A network finally did start going in – with a POS-integrated screen at cash and two others elsewhere in the store – across Canada. Ownership has changed a couple of times, and now a publicly-listed technology company is trying to close a deal to buy it once again.

iSIGN Media Solutions says it will soon close its purchase of Pinpoint Media Group, and once terms and conditions are sorted, the deal will result in “the largest DOOH (Digital Out of Home) broadcast to mobile phone network in the world.” 

iSIGN and its partners see a huge broadcasting network, says a new press release,  that will be able to message approximately 1.5 million shoppers and others in proximity per day. This will be one of the largest single audiences in Canada which will favourably compare to, or surpass any cable and satellite system viewers giving advertisers a larger audience with measurement instantly.

The network has 1,400 stores and 5,600 screens, and iSign’s big selling proposition is proximity marketing using Bluetooth.

“Pinpoint’s convenience store channel is in the fastest growing and profitable segment today with frequent shoppers and opportunities to both influence and collect anonymous shopper data,” says Alex Romanov, iSIGN’s CEO. “Pinpoint’s network of approximately 5,600 digital signs is one of the largest in North America and will be the first in the world to have signage content broadcast to mobile phones of all customers in and in proximity of each of the 1,400 stores.”

This is a share swap deal, plus a $250K secured loan to Pinpoint to recapitalize the company.

Romanov is understandably doing what all guys do who run a small tech company on a venture exchange – whipping up enthusiasm like nobody’s business. There’s lots of “firsts” and “largests” and “fastests” coming in announcements and re-announcements.

Some background and context is helpful in looking past that hyperbole, and more fully understanding what’s up here.

1 – There’s not a lot of ad sales going on with this c-store network. The reported revenues are $2.2 million (a number greeted with skepticism by people who would know). Even at that, $2.2 million divided by 1,400 is $1,571 per store in pre-cost of sale dollars. A year. It’s $131 a month, which is not good. I’m not in a Macs often but when I have been, the ad count has never been high. The recaptilization loan suggests the network is running on fumes.

2 – Back in April, iSign made noise about a $3 million purchase order from Pinpoint to buy 1,400 software licenses and gear for Bluetooth marketing in the stores. Three months later, the seller was buying the buyer, and loaning it money.

3 – Proximity marketing has been around for a few years now and even its biggest proponents would concede (maybe off the record) that it hasn’t exactly caught fire. There are lots of technical and audience dynamic reasons. But the general feeling is that proximity marketing in retail and for Digital OOH stands a better chance of taking hold when Near Field Communications-enabled smartphones are common or standard, and there is no complicated pairing or Bluetooth device discovery monkey business needed to make things work.

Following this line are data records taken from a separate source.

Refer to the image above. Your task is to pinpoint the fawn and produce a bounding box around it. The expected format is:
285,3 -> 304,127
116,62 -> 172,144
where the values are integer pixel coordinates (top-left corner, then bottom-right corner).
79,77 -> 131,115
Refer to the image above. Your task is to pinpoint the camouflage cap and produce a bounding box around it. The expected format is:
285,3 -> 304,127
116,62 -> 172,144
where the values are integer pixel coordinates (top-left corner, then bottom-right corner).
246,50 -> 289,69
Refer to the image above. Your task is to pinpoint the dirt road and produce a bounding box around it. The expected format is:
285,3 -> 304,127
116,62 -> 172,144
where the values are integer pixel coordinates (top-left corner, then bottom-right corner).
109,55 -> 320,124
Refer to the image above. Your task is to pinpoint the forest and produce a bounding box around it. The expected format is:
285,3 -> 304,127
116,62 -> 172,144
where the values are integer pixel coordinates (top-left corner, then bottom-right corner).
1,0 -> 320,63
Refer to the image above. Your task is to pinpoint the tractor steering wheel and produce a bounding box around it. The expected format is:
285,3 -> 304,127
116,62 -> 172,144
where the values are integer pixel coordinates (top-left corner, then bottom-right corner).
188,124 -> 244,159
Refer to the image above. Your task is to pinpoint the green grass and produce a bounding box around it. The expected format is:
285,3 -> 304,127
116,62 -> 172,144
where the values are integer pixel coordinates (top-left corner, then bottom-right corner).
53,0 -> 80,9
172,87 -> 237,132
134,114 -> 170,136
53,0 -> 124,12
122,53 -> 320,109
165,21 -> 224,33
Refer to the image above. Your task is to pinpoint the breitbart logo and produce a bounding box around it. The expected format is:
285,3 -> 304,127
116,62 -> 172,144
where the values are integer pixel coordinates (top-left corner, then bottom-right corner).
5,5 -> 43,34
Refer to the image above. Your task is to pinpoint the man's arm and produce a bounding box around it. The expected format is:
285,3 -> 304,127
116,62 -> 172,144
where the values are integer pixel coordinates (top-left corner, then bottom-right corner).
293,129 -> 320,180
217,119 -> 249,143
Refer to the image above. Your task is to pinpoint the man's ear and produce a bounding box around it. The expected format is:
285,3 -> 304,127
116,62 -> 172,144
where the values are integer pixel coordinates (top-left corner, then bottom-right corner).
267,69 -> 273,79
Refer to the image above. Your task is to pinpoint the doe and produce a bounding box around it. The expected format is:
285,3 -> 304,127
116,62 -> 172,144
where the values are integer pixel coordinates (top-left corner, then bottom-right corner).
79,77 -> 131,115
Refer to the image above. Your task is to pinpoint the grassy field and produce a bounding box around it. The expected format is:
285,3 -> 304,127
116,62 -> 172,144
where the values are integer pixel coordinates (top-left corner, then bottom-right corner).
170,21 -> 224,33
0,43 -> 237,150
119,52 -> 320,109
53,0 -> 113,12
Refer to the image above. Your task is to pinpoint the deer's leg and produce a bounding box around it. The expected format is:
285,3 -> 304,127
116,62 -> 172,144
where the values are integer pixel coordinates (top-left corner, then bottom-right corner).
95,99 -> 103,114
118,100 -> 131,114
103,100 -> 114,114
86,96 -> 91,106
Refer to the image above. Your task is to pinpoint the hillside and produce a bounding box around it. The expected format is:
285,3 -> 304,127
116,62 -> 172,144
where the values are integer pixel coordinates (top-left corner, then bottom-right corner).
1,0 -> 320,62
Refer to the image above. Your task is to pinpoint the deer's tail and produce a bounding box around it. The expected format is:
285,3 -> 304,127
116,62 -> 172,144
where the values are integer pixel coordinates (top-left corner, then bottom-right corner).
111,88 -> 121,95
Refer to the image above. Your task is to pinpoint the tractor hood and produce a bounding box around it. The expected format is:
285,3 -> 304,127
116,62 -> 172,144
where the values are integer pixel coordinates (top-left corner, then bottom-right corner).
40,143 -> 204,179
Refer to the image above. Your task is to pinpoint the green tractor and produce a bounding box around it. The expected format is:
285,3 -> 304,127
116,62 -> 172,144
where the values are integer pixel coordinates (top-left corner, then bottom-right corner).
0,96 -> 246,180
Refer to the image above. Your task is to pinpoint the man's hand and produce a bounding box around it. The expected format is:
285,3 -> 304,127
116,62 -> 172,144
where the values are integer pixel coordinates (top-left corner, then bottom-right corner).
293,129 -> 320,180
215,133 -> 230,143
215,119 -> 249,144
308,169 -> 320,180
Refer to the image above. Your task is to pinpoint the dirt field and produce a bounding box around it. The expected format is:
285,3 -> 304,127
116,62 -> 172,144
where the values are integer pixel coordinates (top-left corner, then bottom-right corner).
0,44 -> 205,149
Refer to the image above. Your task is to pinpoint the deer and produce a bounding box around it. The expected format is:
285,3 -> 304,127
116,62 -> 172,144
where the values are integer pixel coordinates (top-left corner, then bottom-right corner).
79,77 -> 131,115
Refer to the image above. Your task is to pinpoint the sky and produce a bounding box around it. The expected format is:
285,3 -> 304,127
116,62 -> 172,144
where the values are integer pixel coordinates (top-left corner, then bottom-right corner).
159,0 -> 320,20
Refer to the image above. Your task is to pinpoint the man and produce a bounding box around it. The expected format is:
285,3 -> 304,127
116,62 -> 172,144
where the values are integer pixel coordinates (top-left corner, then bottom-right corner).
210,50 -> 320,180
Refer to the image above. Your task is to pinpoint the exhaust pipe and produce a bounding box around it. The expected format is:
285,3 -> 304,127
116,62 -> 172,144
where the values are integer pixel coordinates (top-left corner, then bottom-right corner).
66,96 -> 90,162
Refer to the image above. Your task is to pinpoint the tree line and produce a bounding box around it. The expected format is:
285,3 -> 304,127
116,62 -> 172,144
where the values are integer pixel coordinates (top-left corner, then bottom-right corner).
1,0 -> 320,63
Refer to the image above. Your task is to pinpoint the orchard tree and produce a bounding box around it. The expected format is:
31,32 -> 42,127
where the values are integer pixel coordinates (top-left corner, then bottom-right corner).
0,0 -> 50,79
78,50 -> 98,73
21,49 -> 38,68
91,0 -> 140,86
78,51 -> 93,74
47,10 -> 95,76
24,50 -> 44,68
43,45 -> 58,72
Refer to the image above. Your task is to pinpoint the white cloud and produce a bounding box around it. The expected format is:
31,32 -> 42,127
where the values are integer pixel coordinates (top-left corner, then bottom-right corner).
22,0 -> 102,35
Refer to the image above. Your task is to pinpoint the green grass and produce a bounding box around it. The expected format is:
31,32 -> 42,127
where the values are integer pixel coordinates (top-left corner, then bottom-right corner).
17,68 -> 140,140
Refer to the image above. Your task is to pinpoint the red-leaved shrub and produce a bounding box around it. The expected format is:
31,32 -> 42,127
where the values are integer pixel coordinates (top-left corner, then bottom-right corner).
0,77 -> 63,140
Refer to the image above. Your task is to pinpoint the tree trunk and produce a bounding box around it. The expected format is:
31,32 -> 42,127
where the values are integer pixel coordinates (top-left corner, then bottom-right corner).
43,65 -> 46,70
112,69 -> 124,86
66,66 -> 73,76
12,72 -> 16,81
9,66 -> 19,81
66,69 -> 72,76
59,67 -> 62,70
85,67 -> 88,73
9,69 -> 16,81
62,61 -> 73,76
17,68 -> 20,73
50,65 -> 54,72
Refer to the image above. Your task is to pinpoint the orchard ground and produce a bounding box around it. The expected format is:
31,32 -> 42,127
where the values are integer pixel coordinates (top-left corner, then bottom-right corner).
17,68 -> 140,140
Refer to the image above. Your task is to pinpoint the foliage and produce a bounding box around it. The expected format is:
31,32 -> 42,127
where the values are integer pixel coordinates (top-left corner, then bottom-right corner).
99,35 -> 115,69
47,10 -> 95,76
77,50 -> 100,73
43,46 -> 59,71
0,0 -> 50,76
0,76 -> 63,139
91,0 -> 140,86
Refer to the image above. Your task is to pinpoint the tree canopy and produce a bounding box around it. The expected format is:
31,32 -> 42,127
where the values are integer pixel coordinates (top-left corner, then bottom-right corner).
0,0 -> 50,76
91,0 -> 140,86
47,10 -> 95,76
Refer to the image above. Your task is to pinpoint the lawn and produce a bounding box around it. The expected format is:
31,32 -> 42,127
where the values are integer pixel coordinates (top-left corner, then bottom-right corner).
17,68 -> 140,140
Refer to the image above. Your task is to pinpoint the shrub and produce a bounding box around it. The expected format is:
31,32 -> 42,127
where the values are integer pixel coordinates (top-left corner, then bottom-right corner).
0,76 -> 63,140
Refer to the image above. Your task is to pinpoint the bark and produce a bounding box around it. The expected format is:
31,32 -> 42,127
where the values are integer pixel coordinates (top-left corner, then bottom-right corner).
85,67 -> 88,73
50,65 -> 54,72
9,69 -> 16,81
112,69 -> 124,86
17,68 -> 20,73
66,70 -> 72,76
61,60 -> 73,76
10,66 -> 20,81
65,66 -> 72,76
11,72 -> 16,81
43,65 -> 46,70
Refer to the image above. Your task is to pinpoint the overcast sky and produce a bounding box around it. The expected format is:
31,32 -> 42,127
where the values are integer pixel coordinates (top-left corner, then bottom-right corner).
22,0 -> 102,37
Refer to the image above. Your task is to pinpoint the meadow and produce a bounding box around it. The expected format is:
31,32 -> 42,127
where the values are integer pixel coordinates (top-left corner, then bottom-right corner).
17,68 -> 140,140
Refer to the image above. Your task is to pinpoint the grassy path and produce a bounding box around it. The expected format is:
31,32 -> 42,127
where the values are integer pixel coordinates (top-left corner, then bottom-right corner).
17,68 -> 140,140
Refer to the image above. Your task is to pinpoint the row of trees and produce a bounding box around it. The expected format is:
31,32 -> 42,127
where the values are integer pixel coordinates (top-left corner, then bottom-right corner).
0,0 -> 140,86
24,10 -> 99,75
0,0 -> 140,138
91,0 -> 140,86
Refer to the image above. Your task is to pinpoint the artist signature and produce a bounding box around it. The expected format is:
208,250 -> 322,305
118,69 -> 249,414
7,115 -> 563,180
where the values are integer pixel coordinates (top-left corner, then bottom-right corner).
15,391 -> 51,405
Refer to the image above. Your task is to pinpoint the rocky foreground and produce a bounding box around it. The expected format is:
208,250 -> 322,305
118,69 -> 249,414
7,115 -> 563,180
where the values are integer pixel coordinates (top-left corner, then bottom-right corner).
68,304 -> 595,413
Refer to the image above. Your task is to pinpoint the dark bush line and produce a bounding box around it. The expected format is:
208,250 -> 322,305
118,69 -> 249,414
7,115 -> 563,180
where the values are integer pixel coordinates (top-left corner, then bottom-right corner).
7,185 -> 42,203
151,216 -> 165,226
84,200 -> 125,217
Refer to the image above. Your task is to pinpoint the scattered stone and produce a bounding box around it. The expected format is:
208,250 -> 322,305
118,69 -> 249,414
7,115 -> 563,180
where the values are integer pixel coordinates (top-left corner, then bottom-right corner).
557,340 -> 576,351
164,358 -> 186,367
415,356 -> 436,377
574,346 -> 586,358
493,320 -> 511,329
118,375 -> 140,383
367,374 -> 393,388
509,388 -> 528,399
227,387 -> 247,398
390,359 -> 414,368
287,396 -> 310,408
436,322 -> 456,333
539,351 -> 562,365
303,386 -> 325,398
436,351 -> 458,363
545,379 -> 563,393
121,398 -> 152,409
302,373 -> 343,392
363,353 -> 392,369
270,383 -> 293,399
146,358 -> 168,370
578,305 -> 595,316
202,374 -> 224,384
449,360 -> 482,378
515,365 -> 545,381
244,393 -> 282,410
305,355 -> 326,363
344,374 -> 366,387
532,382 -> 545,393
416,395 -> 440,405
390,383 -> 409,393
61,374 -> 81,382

4 – Buying Pinpoint means renegotiating the contract with Couche-Tard. I contacted Romanov, who kindly got back to me and explained that three years have passed on the existing deal and the deal would be revisited.

“With the sale of Pinpoint to iSIGN, it is an obligation of the purchaser to insure that contract is fully transferable with proposed added requests to consider a new full 10 year term and proposals of data management and participation of both major brands and local services on the network.”

If there is a rev share in the agreement, the Couche-Tard people are probably underwhelmed with the trickle of money coming in. If there are revenue share guarantees, that’s not at all pretty for iSign and Pinpoint, and they’d want that revisited/lowered/stroked out.

So, the revised iSign-Pinpoint network may indeed – on paper and in press release terms – be a high-flying, market-leading, cool-as-all-get-out media play. But in real world terms, you have a media network clawing away to sell ads in a short-dwell time environment, and a company working hard to drive adoption for a marketing technology that so far hasn’t really caught on, and is already seen as interim stuff until NFC grows common.

Not sure where this will all lead. C-stores are a tough media environment.